If you haven't done any special configuration of Safari, then you may not miss your Safari folder. But, for example, any bookmarks you may have saved were stored in a Bookmarks.plist file under your user account's Library/Safari folder that you deleted, and those are now in the Trash. You probably still want those. There are also plist files for you browsing history, default search engine configuration, and a few other items that you may not miss.  If you set up certain local features, such as reader services that use cached space in your browser, they may also have configuration information here.  The problem is that these kind of walk-through instructions are usually handled on mailing lists, where the notifications are faster, and where there are other users to step in when there are delays in reponse. It also depends on what you need to keep, and there's a kind of "First, do no evil" philosophy in providing fix-it step. I can tell by now that you're pretty comfortable with advanced concepts.
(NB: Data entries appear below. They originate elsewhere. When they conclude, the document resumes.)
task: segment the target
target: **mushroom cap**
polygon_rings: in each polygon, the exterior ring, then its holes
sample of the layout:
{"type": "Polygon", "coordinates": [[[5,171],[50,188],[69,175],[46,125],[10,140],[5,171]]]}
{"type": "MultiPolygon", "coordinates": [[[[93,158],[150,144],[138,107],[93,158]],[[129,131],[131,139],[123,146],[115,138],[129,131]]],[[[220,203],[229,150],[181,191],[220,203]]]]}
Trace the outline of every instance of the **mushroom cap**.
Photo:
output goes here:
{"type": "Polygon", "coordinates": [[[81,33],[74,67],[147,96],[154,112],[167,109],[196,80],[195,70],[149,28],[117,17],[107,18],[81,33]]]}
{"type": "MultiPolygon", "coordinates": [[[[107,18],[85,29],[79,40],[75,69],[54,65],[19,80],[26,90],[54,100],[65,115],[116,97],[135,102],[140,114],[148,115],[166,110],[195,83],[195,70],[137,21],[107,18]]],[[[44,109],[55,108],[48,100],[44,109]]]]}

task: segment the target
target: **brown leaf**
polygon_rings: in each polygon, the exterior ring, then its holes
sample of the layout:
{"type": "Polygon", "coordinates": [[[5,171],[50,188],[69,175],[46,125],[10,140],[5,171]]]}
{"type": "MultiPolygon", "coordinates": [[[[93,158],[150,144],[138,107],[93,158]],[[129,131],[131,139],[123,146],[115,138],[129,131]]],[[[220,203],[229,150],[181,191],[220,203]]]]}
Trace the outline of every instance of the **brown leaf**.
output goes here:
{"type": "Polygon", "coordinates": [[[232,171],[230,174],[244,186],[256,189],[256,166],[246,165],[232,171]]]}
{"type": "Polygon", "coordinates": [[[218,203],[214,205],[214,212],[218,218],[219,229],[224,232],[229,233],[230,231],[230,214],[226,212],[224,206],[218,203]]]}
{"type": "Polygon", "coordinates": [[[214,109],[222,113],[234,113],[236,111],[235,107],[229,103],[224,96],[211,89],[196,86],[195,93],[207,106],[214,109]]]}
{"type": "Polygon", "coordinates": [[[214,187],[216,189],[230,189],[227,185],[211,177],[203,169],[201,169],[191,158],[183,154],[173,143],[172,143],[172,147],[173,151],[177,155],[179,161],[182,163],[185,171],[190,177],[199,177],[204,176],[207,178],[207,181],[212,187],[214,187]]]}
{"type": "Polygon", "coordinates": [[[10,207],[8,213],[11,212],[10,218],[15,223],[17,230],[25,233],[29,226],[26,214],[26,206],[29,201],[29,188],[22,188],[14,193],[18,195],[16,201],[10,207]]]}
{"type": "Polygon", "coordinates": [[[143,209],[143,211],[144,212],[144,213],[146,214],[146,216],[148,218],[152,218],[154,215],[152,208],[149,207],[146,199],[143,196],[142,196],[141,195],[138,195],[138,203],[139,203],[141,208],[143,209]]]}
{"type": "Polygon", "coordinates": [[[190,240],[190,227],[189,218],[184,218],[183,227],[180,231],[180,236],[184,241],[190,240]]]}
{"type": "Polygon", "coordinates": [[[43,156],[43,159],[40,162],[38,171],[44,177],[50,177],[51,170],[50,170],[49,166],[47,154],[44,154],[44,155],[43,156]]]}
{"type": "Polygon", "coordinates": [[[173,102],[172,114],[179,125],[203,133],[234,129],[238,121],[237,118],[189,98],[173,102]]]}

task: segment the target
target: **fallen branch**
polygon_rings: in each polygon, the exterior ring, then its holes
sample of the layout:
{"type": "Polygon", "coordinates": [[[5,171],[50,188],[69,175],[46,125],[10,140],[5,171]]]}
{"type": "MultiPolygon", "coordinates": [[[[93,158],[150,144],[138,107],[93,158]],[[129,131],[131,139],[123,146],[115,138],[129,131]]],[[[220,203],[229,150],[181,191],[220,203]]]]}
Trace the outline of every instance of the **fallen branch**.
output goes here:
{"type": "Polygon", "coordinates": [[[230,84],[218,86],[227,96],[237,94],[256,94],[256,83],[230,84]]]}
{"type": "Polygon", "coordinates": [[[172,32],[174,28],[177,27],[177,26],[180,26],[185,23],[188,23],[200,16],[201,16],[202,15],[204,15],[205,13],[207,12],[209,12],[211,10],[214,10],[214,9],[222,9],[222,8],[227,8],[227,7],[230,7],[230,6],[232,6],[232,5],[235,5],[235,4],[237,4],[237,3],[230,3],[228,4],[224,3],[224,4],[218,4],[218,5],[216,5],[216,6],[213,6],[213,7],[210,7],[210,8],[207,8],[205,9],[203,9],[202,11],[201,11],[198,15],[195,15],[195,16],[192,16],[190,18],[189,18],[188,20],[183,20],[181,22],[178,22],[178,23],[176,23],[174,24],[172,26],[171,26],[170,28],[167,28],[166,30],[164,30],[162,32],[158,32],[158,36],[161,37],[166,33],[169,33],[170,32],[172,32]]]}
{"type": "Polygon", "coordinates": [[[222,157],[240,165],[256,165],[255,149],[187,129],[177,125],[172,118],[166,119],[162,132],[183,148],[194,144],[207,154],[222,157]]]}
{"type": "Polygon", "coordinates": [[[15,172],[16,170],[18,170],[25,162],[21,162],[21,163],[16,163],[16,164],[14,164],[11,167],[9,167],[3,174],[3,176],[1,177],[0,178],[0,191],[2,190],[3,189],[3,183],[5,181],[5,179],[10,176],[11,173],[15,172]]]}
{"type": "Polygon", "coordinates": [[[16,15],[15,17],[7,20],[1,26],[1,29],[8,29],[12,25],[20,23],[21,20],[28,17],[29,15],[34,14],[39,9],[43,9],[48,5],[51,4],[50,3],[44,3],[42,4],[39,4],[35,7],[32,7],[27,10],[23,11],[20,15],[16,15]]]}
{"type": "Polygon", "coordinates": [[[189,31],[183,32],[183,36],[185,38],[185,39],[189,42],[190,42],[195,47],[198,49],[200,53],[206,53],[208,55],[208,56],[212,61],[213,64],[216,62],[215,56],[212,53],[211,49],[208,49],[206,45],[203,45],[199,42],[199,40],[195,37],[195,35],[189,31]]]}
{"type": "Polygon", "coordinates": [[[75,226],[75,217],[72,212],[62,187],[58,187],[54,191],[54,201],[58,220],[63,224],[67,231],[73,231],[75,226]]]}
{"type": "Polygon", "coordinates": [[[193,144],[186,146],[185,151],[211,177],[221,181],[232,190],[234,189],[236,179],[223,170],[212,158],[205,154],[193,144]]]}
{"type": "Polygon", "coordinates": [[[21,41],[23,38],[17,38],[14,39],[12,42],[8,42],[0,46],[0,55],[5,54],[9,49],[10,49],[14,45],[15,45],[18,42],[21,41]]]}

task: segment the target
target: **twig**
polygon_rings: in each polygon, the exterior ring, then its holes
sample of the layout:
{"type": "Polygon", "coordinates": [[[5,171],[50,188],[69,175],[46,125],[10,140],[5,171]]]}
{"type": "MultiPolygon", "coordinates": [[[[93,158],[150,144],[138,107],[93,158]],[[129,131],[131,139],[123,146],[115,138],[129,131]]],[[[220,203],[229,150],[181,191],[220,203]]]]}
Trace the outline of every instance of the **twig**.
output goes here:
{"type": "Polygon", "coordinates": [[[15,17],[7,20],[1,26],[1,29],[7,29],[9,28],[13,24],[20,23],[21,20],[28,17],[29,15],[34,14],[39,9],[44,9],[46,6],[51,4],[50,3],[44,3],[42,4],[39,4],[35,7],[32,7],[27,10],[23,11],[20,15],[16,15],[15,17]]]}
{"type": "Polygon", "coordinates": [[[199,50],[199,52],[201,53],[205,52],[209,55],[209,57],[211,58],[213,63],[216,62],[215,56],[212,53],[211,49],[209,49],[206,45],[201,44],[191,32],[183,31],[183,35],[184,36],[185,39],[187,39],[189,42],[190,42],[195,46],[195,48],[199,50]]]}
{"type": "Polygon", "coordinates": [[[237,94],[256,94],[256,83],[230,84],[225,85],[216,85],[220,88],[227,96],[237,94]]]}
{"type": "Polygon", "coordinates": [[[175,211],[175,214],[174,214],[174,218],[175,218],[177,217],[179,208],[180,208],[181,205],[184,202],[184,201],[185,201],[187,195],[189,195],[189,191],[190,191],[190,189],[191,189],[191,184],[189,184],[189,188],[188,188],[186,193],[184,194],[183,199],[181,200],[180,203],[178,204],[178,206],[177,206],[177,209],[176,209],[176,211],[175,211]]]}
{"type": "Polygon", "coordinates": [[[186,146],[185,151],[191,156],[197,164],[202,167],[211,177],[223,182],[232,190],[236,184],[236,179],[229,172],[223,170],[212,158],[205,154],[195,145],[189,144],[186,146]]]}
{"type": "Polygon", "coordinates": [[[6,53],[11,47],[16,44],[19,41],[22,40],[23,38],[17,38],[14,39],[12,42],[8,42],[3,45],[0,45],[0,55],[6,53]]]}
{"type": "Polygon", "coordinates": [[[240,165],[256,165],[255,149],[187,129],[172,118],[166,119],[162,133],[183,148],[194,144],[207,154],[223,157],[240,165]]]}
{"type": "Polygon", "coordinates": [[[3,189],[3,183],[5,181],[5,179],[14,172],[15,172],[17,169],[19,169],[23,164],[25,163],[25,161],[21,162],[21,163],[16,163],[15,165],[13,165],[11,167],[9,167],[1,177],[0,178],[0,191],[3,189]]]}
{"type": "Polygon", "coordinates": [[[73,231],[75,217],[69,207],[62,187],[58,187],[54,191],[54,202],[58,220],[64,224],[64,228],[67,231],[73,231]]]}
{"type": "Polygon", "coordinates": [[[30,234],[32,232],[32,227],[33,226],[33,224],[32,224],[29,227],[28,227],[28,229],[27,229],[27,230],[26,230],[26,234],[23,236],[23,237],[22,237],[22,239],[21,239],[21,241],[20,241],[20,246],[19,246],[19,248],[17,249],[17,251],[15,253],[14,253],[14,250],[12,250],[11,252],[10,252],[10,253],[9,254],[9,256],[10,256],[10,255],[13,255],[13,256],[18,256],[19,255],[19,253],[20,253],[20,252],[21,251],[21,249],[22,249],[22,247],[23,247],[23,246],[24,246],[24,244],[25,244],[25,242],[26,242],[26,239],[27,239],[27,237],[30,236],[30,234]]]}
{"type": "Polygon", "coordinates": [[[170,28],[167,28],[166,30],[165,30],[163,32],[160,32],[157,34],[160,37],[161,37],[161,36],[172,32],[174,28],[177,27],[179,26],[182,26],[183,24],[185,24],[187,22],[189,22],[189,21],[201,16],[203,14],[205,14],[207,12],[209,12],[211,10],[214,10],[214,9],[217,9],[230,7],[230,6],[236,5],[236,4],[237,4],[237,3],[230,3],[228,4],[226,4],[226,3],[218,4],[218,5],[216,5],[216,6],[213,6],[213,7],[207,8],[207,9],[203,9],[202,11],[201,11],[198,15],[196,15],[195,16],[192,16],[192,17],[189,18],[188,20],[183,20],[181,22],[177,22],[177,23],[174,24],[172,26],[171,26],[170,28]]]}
I'd suggest closing Safari, putting things back the way they were (getting the folder out of the Trash and moving it back to replace the new folder you created), and doing a less extreme fix.  As I stated before, usually the problems can be traced back to an installed plugin, which would show up under your account's  ~/Library/Internet Plug-ins folder (note the hyphen in "Plug-ins" -- I'm not sure I spelled it correctly earlier), or it could be in an enabled Safari Extension, which you can either disable or remove from the extensions pane of your Safari preferences window.  Apart from this, the less extreme action to "start afresh" is to delete the preference file responsible for most your selections.  Again, usually even for that step we recommand that you close your application, then move the ~/Library/Preferences/ file to your Desktop or other location instead of outright deleting it.  Then start up Safari, which will open without having any configuration preferences associated with it, just as though it were a new account -- except that you'd still have access to all your bookmarks, browsing history, etc.  If that solves your problem, fine.  If not, you can always close Safari and move back your old file back to the original location.  The reason for closing Safari is that the preference file associated with an application gets opened, and updated, each time you open and close an application.  If you moved a copy of a plist file back while the application is open, the settings would simply be overwritten when you closed the appplication with whatever values were currently in effect.  On the other hand, if you open an application and there is no preference file present, your system will create a new one with all the default values.  Hope this makes sense.

Good luck however you decide to proceed.